TAUFE IM GEFÄNGNIS VON PADUA

Zhang stammt aus China, ist 29 Jahre alt und muss noch bis 2024 in Haft bleiben. Am Samstag, den 11.4. hat er im Gefängnis von Padua die Taufe, Firmung und Erstkommunion empfangen. Er wollte „auch diesen Christus kennenlernen, von dem sie immer sprechen.“
Eugenio Andreatta

„Ein Sohn so vieler Tränen kann nicht verloren gehen“, antwortete Ambrosius der heiligen Monika vor mehr als 1.600 Jahren, als sie zu ihm kam, um ihm ihr Herz auszuschütten wegen des Lebenswandels ihres Sohnes Augustinus. Wir alle wissen, welche Früchte diese Tränen getragen haben. Am Samstag, den 11. April 2015, trugen im Gefängnis Due Palazzi andere Tränen ihre Frucht. Jianquing Zhang empfing vom Bischof von Padua, Antonio Mattiazzo, Taufe, Firmung und erste heilige Kommunion. Zhang ist 29 Jahre alt und stammt aus China. Bis 2024 wird er in Haft bleiben müssen.
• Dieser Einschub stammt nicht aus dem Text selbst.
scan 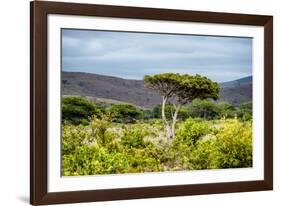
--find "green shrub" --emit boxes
[62,96,100,125]
[121,127,148,148]
[62,116,253,175]
[62,145,131,175]
[237,102,252,121]
[176,118,210,145]
[214,120,252,168]
[187,139,218,170]
[140,109,154,120]
[62,125,93,155]
[91,116,111,145]
[108,104,141,123]
[217,101,236,118]
[186,99,220,119]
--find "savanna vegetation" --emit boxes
[62,73,252,176]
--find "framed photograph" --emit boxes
[30,1,273,205]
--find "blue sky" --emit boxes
[62,29,252,82]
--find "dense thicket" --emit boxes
[62,97,252,124]
[62,96,252,175]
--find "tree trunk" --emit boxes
[162,96,172,139]
[171,104,181,138]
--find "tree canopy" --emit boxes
[144,73,220,104]
[144,73,182,98]
[144,73,220,138]
[62,96,101,125]
[108,104,142,123]
[175,74,220,104]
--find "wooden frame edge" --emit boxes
[31,1,48,204]
[263,16,273,190]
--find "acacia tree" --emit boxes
[144,73,182,138]
[144,73,220,139]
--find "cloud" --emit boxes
[62,29,252,82]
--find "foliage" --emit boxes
[107,104,142,123]
[121,127,148,148]
[186,119,252,169]
[62,117,252,176]
[214,120,252,168]
[144,73,220,104]
[62,124,93,155]
[186,99,220,119]
[62,122,163,175]
[175,118,210,145]
[91,114,115,145]
[186,139,218,170]
[237,102,252,121]
[144,73,182,97]
[61,91,252,175]
[62,145,132,175]
[217,101,236,119]
[62,96,100,125]
[144,73,220,139]
[174,74,220,104]
[140,109,154,120]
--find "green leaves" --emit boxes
[144,73,182,97]
[186,99,221,119]
[176,74,220,103]
[107,104,142,123]
[180,119,253,170]
[175,118,210,145]
[214,120,252,168]
[62,96,102,125]
[144,73,220,138]
[144,73,220,103]
[62,118,252,176]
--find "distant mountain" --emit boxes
[62,72,252,108]
[220,76,252,88]
[219,76,252,105]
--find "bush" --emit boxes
[62,145,131,175]
[214,120,252,168]
[217,101,236,118]
[176,118,210,145]
[186,119,252,169]
[186,99,220,119]
[187,139,218,170]
[91,115,115,145]
[62,125,93,155]
[108,104,141,123]
[140,109,154,120]
[121,127,148,148]
[62,116,253,175]
[237,102,252,121]
[62,96,100,125]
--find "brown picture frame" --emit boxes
[30,1,273,205]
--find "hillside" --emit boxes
[220,76,252,88]
[62,71,252,108]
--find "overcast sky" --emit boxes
[62,29,252,82]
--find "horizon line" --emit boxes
[62,70,252,83]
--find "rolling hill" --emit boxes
[62,71,252,108]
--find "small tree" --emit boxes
[62,96,100,125]
[108,104,141,123]
[144,73,220,138]
[217,101,236,119]
[187,99,220,119]
[144,73,182,138]
[237,101,252,121]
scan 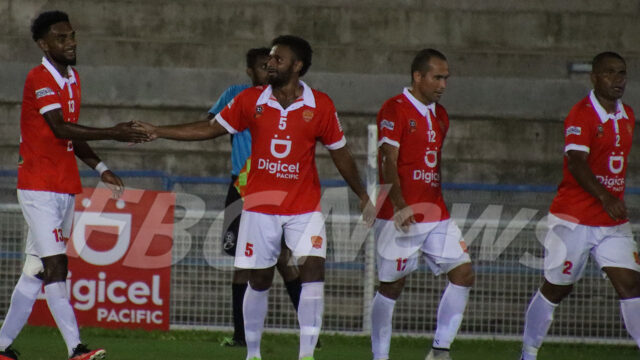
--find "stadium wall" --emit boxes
[0,0,639,183]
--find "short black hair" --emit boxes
[592,51,626,72]
[246,47,270,69]
[31,10,70,42]
[271,35,313,76]
[411,48,447,76]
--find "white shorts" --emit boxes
[18,189,75,258]
[374,218,471,282]
[544,213,640,285]
[234,210,327,269]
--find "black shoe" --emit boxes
[0,345,19,360]
[315,338,322,350]
[69,344,106,360]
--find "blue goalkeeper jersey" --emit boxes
[208,84,251,176]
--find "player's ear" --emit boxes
[36,38,49,52]
[293,60,303,74]
[412,70,423,84]
[246,68,254,80]
[589,71,597,87]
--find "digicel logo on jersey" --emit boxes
[257,137,301,179]
[413,169,440,187]
[257,158,300,178]
[28,188,174,331]
[412,149,440,186]
[596,175,625,192]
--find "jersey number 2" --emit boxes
[562,261,573,275]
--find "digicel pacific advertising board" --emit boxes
[28,188,175,331]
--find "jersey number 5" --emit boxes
[245,243,254,257]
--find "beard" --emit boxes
[50,51,77,66]
[268,64,295,88]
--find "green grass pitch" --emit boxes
[9,325,639,359]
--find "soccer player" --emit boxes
[134,35,374,360]
[520,52,640,360]
[371,49,475,360]
[0,10,149,360]
[213,47,306,348]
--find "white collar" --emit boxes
[589,90,628,123]
[403,87,436,117]
[41,57,76,89]
[256,80,316,111]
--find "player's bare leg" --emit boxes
[604,267,640,348]
[297,256,325,359]
[276,243,302,310]
[371,277,406,360]
[426,263,474,360]
[521,280,572,360]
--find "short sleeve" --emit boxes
[318,98,346,150]
[377,100,403,148]
[215,89,251,134]
[30,72,62,115]
[563,107,593,154]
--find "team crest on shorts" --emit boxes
[459,240,469,253]
[311,236,323,249]
[303,109,314,122]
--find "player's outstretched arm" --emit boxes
[566,150,627,221]
[132,118,229,141]
[73,140,124,198]
[379,143,415,232]
[42,109,151,143]
[328,145,375,226]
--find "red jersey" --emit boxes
[215,81,346,215]
[550,91,634,226]
[376,88,450,223]
[18,57,82,194]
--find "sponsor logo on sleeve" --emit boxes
[380,119,395,131]
[35,87,55,99]
[335,112,343,132]
[566,126,581,137]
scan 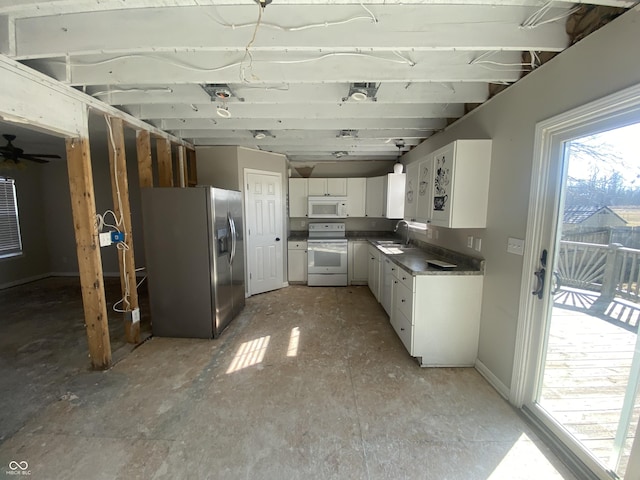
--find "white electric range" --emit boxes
[307,223,348,286]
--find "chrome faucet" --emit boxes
[394,219,410,245]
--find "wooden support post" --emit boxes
[178,145,187,188]
[106,117,140,344]
[156,137,173,187]
[66,134,112,369]
[136,129,153,188]
[187,149,198,187]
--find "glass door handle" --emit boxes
[532,249,548,300]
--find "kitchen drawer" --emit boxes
[288,241,307,250]
[394,265,414,292]
[394,280,414,323]
[391,309,413,354]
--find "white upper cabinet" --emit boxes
[308,178,347,196]
[415,156,434,224]
[346,177,366,217]
[366,174,405,219]
[430,140,492,228]
[288,178,308,217]
[404,161,419,221]
[365,176,385,217]
[384,173,406,219]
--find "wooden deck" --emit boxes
[540,287,640,477]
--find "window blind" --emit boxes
[0,177,22,257]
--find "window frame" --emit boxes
[0,176,23,259]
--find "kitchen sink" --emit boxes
[376,240,402,244]
[377,243,419,254]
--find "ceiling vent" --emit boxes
[344,83,379,102]
[201,84,244,102]
[337,129,358,139]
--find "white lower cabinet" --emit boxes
[390,263,483,367]
[348,240,369,285]
[287,241,307,284]
[367,245,381,300]
[381,256,397,316]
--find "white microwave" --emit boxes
[308,196,348,218]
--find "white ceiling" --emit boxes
[0,0,634,164]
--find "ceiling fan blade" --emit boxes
[18,154,51,163]
[22,153,61,159]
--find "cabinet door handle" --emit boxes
[400,328,405,331]
[394,280,398,284]
[402,276,407,280]
[401,299,406,303]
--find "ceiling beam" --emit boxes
[1,0,635,18]
[86,82,490,106]
[187,137,424,146]
[11,5,572,59]
[174,129,434,140]
[25,50,524,86]
[159,117,447,130]
[128,102,465,120]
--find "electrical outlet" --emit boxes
[467,236,474,248]
[507,237,525,256]
[474,237,482,252]
[99,232,112,247]
[125,307,141,324]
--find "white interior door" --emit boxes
[245,170,284,295]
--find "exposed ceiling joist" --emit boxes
[0,1,632,162]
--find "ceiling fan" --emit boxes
[0,134,61,164]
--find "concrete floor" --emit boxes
[0,280,577,479]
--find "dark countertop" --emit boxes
[371,240,483,276]
[288,230,484,276]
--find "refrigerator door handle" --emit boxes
[229,214,237,266]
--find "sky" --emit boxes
[567,121,640,187]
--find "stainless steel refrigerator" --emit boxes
[141,186,245,338]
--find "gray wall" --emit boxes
[44,120,145,278]
[1,115,147,288]
[402,8,640,390]
[196,146,289,289]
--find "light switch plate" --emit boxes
[467,236,474,248]
[474,237,482,252]
[507,237,525,255]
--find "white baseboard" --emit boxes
[0,273,50,290]
[49,271,79,277]
[1,271,147,290]
[475,359,510,400]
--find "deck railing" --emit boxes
[557,241,640,303]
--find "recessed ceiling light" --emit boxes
[350,91,368,101]
[216,106,231,118]
[254,132,266,140]
[333,151,349,158]
[214,89,232,99]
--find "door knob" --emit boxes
[275,237,281,241]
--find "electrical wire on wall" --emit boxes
[99,114,132,314]
[65,2,409,84]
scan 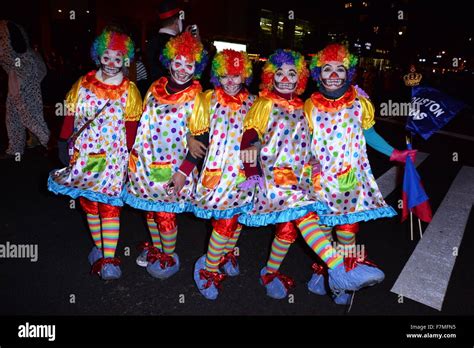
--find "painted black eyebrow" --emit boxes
[322,64,345,69]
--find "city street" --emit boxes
[1,111,473,316]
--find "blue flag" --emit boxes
[406,86,466,140]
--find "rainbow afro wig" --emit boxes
[210,49,252,87]
[91,28,135,66]
[309,43,358,83]
[160,31,208,79]
[260,49,309,95]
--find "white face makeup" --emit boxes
[100,49,124,77]
[219,75,242,96]
[321,61,347,91]
[170,55,195,85]
[273,63,298,94]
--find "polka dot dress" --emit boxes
[309,96,395,225]
[239,100,325,227]
[124,88,199,212]
[192,92,256,217]
[50,83,130,204]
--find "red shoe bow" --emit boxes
[148,251,176,269]
[145,246,163,264]
[218,251,238,269]
[91,257,121,275]
[261,271,295,290]
[311,263,327,275]
[344,252,378,272]
[199,269,227,289]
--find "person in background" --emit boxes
[0,20,49,159]
[135,49,149,96]
[146,0,183,82]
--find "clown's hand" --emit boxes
[238,175,264,190]
[390,149,417,164]
[169,171,187,195]
[187,134,207,159]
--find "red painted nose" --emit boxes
[281,76,289,82]
[329,72,339,78]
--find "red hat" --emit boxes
[158,0,181,20]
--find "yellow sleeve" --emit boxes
[125,81,143,121]
[189,89,213,136]
[243,97,273,140]
[359,96,376,130]
[303,98,314,133]
[65,77,83,115]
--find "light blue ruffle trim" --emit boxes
[238,201,327,227]
[121,190,192,213]
[47,173,124,207]
[189,202,254,220]
[318,205,397,227]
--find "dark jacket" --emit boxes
[146,31,174,82]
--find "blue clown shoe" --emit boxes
[308,273,327,295]
[331,290,353,305]
[194,255,226,300]
[259,267,294,300]
[146,253,180,279]
[91,257,122,281]
[88,246,102,266]
[328,263,383,292]
[356,264,385,284]
[101,263,122,280]
[219,251,240,277]
[307,263,327,295]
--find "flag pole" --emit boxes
[405,135,414,240]
[405,135,423,240]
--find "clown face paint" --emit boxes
[321,61,347,91]
[170,55,195,85]
[219,75,242,96]
[273,63,298,94]
[100,49,124,77]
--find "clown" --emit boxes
[48,28,142,280]
[238,49,382,300]
[305,43,416,304]
[171,49,256,299]
[123,32,208,280]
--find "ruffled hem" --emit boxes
[47,174,124,206]
[121,190,192,213]
[318,205,397,226]
[238,201,327,227]
[189,202,254,220]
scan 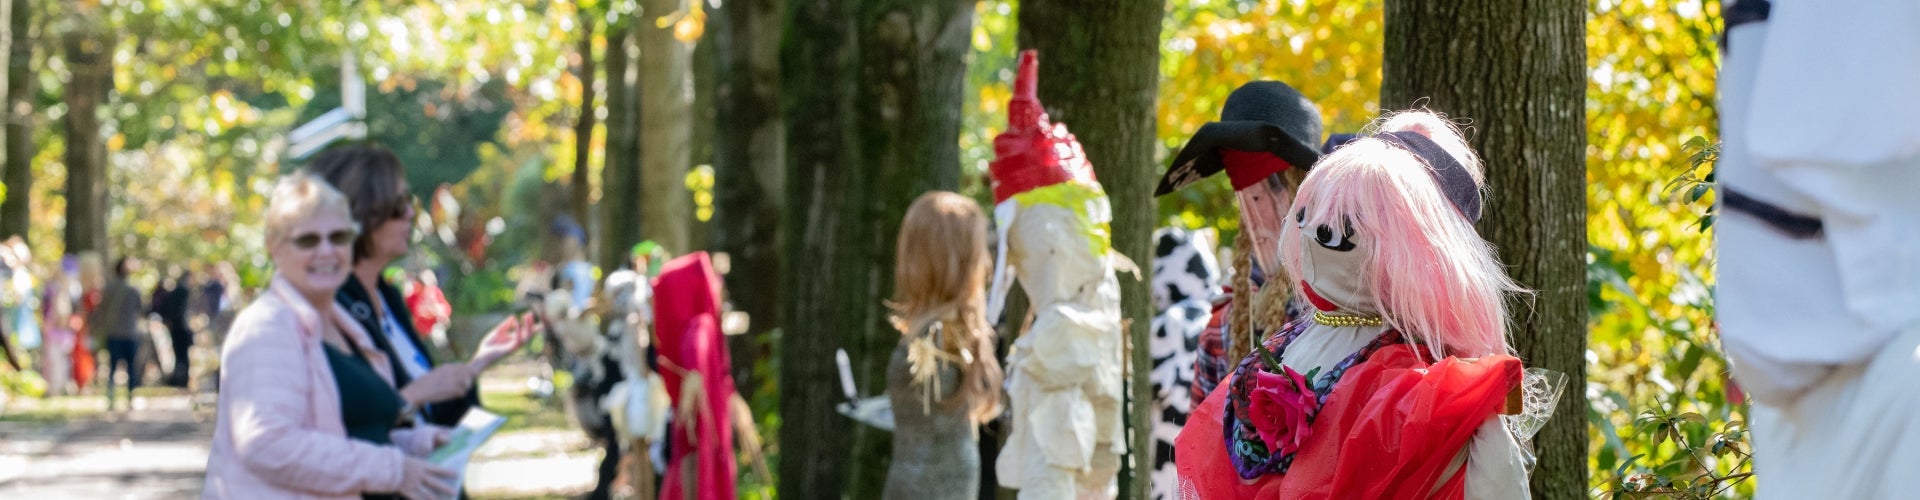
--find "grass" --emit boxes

„In den letzten Jahren habe ich viel gelitten, so manche Nacht geweint, teilweise ohne Grund“, schrieb seine Mutter, eine praktizierende Buddhistin, in einem Brief an Nicola. Der ist einer der Verantwortlichen der Cooperativa Giotto, die sich seit den 80er-Jahren um die Häftlinge in der Justizvollzugsanstalt von Padua kümmert. „Ich konnte nur weinen, wegen des Leids, das er über unsere Familie und vor allem über die des Opfers gebracht hat. Trotzdem habe ich immer geglaubt, dass er im Grunde ein gutes Herz hat.“ Und wie das gute Herz zum Vorschein kam, beschreibt sie auch: „Jedes Mal, wenn er mir davon erzählte, merkte ich, dass er euch sehr lieb hat. Ich habe noch nie gesehen, dass er einen Menschen so ins Herz geschlossen hat. Mir wurde also klar, dass ihr etwas Besonderes seid. Euch ist es gelungen, ihm bewusst zu machen, dass das Leben ein Geschenk ist.“

Was der Brief beschreibt, ist ein zarter Faden der Freundschaft, der vor sieben Jahren im Gefängnis von Belluno begann, mit Gildo, der dort als Freiwilliger die Häftlinge besuchte, darunter auch Zhang. Bald darauf wurde dieser nach Padua verlegt und begann in der Cooperativa Giotto zu arbeiten, mit großer Leidenschaft und Sorgfalt. Doch mit der Zeit merkte er, dass die Achtung seiner Vorgesetzten und Kollegen nicht nur von seinem Können abhing. „Was haben die davon, dass sie so nett zu mir sind?“, fragte er sich und versuchte, dem auf den Grund zu gehen. Er verbrachte viel Zeit mit diesen neuen Freunden – Häftlingen und „freien“ Mitarbeitern der Kooperative – und ging auch zum Seminar der Gemeinschaft. So entstand allmählich eine andere Frage: „Wie kann ich diesen Christus kennenlernen, von dem sie immer sprechen?“ Und mit der Zeit entwickelte sich bei Zhang der Wunsch, selber Christ zu werden, wenn er auch fürchtete, seine Familie damit erneut zu enttäuschen. Neben den Freunden von der Kooperative begleiteten ihn auch Marco, ein Diakon, der Gefängniskaplan, Don Marco, und viele Freiwillige auf diesem Weg. Schließlich trifft Zhang die Entscheidung, sich taufen zu lassen. Dazu muss er sich zwei Jahre lang vorbereiten und Katechismusunterricht nehmen.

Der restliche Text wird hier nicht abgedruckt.